Thomas Edward Hughes (25 December 1886 – 19 August 1981) was an Australian rules footballer who played with Carlton in the Victorian Football League (VFL), usually playing on the wing or in defence.

==Military service==
He enlisted in the First AIF on 27 November 1915.

Some mistaken sources, confusing Hughes with one of two other AIF men of the same name who were killed in action, claim that he had been killed in the Somme during World War I; when, in fact, he returned to Australia on 23 June 1919.

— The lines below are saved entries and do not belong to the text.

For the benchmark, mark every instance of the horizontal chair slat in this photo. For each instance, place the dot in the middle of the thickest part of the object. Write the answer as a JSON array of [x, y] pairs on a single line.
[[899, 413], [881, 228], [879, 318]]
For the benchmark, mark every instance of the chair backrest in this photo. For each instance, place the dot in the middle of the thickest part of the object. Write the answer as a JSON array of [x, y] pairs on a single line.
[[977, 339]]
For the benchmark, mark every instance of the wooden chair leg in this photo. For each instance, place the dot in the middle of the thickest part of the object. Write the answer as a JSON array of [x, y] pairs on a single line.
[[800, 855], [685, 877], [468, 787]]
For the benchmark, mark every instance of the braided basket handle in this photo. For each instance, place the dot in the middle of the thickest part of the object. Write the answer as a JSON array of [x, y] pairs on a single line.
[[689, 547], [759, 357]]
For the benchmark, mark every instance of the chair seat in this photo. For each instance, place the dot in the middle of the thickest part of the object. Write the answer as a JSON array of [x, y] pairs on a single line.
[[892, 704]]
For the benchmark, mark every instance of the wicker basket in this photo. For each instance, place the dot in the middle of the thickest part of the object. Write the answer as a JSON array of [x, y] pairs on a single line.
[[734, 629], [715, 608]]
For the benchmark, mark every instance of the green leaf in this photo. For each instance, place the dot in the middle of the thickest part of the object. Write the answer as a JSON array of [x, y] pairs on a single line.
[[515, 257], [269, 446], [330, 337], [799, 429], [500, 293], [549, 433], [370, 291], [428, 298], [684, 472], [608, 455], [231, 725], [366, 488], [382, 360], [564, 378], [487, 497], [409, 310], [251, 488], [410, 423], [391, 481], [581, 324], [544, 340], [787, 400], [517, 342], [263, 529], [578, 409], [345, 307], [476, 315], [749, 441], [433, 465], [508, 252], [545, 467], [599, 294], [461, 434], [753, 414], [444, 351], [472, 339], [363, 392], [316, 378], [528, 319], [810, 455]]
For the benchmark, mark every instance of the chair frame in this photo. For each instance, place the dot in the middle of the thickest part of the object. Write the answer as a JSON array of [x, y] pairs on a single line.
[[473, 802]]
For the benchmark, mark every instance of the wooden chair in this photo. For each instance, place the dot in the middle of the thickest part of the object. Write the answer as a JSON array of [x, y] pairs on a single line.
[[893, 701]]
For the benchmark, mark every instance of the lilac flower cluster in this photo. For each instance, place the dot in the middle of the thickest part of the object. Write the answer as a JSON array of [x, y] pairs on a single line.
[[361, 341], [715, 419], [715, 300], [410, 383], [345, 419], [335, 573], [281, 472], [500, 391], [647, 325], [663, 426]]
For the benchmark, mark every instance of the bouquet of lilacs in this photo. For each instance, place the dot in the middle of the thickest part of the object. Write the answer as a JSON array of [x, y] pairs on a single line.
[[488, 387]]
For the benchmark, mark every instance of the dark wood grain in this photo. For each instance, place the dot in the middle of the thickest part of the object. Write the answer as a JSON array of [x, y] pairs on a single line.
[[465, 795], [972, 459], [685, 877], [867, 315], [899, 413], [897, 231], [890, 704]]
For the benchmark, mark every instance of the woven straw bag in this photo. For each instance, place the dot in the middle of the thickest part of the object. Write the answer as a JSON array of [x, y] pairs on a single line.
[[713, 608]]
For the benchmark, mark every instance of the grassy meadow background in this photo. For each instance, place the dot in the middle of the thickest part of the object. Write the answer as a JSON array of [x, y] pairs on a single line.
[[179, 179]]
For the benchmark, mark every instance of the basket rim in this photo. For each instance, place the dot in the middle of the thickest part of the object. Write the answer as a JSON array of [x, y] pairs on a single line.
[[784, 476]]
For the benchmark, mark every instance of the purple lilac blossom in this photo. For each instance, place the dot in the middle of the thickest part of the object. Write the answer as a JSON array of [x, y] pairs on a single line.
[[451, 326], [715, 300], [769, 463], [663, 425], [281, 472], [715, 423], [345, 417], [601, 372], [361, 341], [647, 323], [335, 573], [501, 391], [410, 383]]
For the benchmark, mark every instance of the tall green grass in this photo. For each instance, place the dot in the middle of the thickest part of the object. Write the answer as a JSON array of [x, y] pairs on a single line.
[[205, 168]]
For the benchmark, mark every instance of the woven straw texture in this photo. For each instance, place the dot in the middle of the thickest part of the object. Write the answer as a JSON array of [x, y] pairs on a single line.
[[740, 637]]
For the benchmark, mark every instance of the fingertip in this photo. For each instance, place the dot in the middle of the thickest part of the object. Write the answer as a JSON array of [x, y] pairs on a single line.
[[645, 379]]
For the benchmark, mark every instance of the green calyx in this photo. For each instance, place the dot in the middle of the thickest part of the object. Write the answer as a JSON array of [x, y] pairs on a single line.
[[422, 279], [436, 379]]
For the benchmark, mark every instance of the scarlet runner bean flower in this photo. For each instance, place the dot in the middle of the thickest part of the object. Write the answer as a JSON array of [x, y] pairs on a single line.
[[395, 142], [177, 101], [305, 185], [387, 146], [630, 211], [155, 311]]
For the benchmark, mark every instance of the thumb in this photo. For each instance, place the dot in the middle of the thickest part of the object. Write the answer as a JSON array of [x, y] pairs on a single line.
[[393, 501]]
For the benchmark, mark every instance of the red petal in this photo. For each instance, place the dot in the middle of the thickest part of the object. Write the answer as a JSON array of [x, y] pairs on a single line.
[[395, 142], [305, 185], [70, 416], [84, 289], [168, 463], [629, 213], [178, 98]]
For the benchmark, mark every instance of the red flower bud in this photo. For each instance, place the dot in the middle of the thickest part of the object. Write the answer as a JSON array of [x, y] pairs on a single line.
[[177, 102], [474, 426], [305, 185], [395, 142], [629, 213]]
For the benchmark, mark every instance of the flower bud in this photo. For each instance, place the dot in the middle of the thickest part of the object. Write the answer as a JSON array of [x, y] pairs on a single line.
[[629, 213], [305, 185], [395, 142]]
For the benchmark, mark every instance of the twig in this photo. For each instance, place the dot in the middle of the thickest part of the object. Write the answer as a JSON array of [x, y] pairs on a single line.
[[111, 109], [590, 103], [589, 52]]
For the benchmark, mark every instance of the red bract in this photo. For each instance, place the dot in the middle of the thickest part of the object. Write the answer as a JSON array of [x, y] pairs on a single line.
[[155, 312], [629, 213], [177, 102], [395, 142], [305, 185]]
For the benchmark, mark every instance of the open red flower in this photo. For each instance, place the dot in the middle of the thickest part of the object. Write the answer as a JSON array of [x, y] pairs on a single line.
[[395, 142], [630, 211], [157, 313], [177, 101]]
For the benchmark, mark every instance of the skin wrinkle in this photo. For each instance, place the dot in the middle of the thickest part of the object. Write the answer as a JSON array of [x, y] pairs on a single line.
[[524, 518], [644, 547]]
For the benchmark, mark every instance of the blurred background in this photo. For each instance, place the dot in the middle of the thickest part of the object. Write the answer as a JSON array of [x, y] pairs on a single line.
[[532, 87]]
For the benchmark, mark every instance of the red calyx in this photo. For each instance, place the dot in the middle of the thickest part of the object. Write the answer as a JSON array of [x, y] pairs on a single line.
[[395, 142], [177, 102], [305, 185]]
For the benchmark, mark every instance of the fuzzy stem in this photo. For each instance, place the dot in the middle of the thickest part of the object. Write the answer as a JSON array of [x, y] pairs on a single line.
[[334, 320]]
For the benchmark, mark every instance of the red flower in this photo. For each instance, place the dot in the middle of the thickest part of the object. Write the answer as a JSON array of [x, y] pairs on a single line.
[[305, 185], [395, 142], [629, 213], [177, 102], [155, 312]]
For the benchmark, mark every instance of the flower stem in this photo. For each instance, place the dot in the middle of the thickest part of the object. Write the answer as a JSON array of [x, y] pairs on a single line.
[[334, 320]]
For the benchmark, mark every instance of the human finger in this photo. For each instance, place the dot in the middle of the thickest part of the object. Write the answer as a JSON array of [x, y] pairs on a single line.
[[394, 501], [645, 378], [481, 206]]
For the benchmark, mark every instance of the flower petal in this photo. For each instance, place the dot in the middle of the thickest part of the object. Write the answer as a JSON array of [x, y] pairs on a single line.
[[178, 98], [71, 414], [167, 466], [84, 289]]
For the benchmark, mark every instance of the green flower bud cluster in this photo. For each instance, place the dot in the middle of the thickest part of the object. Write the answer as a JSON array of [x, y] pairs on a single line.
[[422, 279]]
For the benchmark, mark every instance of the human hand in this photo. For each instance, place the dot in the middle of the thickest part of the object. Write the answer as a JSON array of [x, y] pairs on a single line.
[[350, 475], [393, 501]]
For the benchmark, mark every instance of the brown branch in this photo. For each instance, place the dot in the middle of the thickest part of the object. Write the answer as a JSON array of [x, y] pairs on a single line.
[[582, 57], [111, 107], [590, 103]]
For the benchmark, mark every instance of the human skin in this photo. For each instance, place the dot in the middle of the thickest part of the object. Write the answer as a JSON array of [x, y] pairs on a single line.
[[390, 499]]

Other mistaken sources based their statements on the obituary of "Private Tom Hughes" that appeared in The Winner of 6 June 1917, without having seen the retraction notice published a week later, that clearly stated that the deceased "Private Tom Hughes" was not one and the same as the "Gunner Tom Hughes" who once played for Carlton.

==Death==
He died on 19 August 1981.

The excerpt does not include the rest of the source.